We now ask, what is the most probable value of $\bar k$, given that we just found $k$? This is the value with maximum likelihood. If we examine the probability distribution, we see that it peaks at $k$, just as we might have expected. We may then ask, what is the error in the determination of this value. This is a tricky question, because the Poisson distribution is not shaped like a Gaussian distribution. However, for large $k$ it looks more and more like a Gaussian. Expanding the log of the Poisson distribution for large $k$ and fixed $\bar k - k$ gives

$$P(\bar k \vert k) \approx \exp[-(k - \bar k)^{2}/(2 \bar k)]/\sqrt{2 \pi \bar k}$$ (24)

so for large $k$ the error is

$$\sigma_{\bar k} = \sqrt{k}.$$ (25)

To summarize, a single measurement yields the entire probability distribution. For large enough $k$ we can say that

$$\bar k = k \pm \sqrt{k}.$$ (26)

To see how Bayesian statistics works, suppose we repeated the experiment and got a new value $k^{\prime}$. What is the probability distribution for $\bar k$ in light of the new result? Now things have changed, since the a priori probability for $\bar k$ is no longer constant because we already made one measurement and got $k$. Instead we have

$$P(\bar k) = \frac{\bar k^{k} e^{-\bar k}}{k!}$$ (27)

so

$$P(\bar k \vert k^{\prime}) = N \frac{\bar k^{k^{\prime}} e^{-\bar k}}{k^{\prime}!} \frac{ \bar k^{k} e^{-\bar k}}{k!}.$$ (28)
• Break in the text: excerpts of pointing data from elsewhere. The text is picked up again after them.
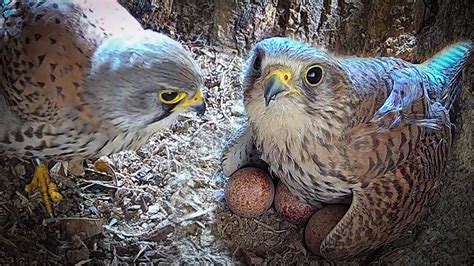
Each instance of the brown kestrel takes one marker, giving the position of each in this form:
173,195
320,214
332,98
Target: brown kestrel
375,132
83,79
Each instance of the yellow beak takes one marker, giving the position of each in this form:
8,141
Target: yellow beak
197,103
277,82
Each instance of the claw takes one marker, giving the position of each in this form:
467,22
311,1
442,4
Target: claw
103,167
48,189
Notice that the likelihood function is now the product of the individual likelihood functions. A more systematic notation would write this function as $P(\bar k \vert k,k^{\prime})$, i.e. the probability for $\bar k$ having a particular value, given that we made two measurements and found $k$ and $k^{\prime}$. The normalization factor $N$ is obtained by requiring the total probability to be 1. For large $\bar k$, $k$, and $k^\prime$, the most likely value of $\bar k$ is easily shown to be just the average

$$\bar k = (k + k^\prime)/2,$$ (29)

as we should have expected.

The Bayesian approach insists that we fold together all of our knowledge about a parameter in constructing its likelihood function. Thus a generalization of these results would state that the likelihood function for the parameter set $C$, given the independently measured results $A_{1}$, $A_{2}$, $A_{3}$, etc. is just

$$P(C \vert A_{1},A_{2},A_{3},\ldots{}) = N P(A_{1} \vert C) P(A_{2} \vert C)P(A_{3} \vert C)\ldots{},$$ (30)

where $N$ is a normalization factor. Again, this is just the product of the separate likelihood functions. The result is completely general and applies to any probability distribution, not just a Poisson distribution. We will use this result in discussing $\chi^{2}$ fits to data as a maximum likelihood search.